A shadow fell upon her church scene, and looking up, Sarah saw the very pregnant form of her mother silhouetted against the dazzling sun. Sarah grinned broadly at the smile she knew would be on her mother's face, even though it took her several blinks in the new light to make it out.
“I see you're making good use of the flowers,” Hannah Willis said.
“Yes, Mother. It's a church,” Sarah said and proceeded to explain her composition.
Hannah wiped her forehead with a small lacy handkerchief. “It's certainly nothing like Park Street Church, is it?”
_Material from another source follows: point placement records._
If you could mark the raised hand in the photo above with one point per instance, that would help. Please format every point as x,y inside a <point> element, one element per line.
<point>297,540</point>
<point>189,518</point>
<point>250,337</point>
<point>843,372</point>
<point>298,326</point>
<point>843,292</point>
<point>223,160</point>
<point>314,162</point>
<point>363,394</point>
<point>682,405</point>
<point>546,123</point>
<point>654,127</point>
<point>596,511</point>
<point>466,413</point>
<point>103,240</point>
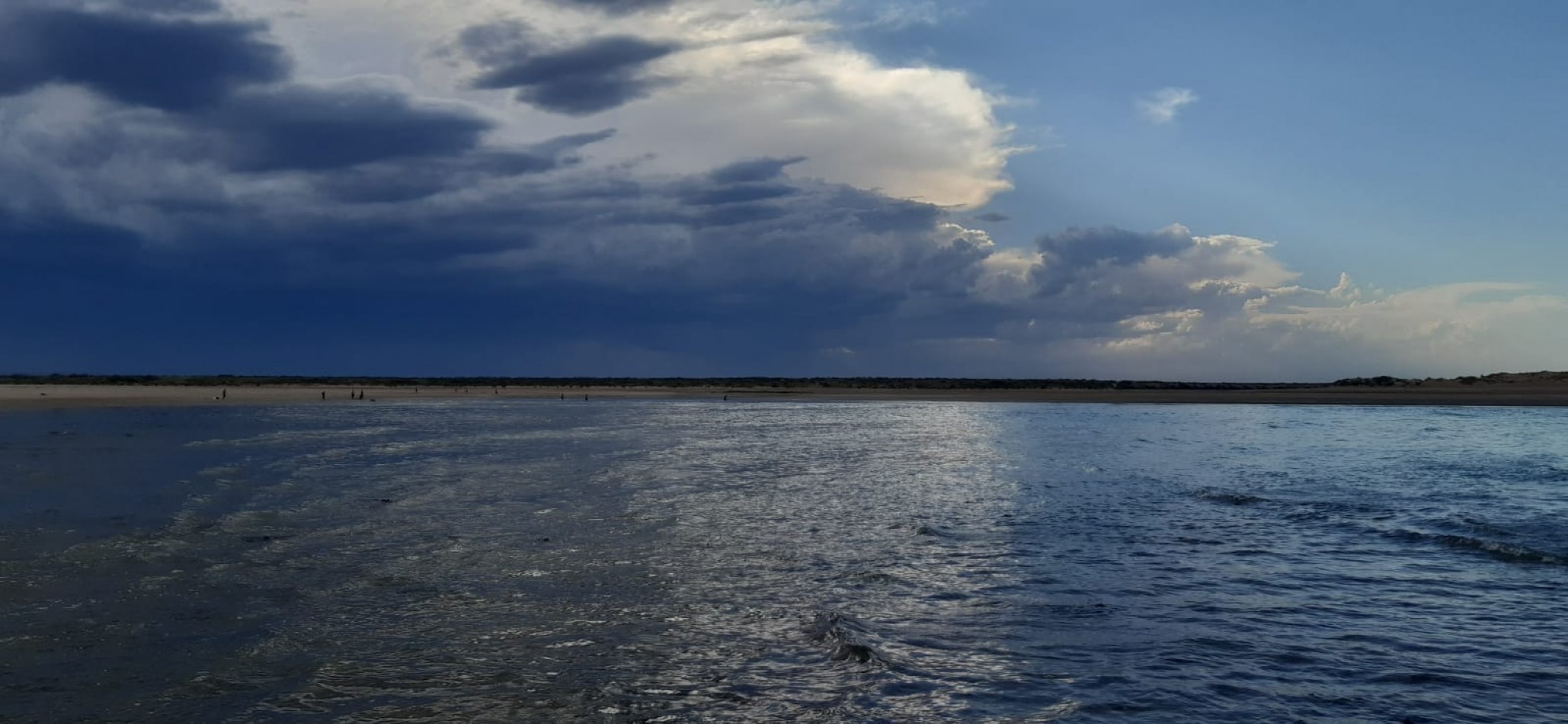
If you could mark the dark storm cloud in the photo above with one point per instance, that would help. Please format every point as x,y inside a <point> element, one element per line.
<point>578,80</point>
<point>615,7</point>
<point>176,65</point>
<point>754,170</point>
<point>305,127</point>
<point>410,179</point>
“No, Mother. And the Sexton won't find us here, either.” The Sexton had an eye out for Sarah, she knew. He and every other pastor that came near the family. Sarah's father adored pastors. He had spoken with all of them about his worries for her, about her wickedness. Sarah wiggled during prayers, interrupted conversations, asked too many questions for a girl growing so big. What could be done to inject modesty, humility, and piety into her—quickly, before her bad habits took root? Most of the pastors (except for Reverend Payson) eyed Sarah gravely and whispered gruff advice to her father, advice for punishment or deprivation sure to smooth her rough edges. Despite all the fuss, Sarah didn't feel wicked, and, so, avoided clergymen, and their lectures, as much as possible, running from the table as soon as dinner was over, if they were visiting, looking sheepishly at her shoes if Father stopped the family to talk to a minister after a sermon.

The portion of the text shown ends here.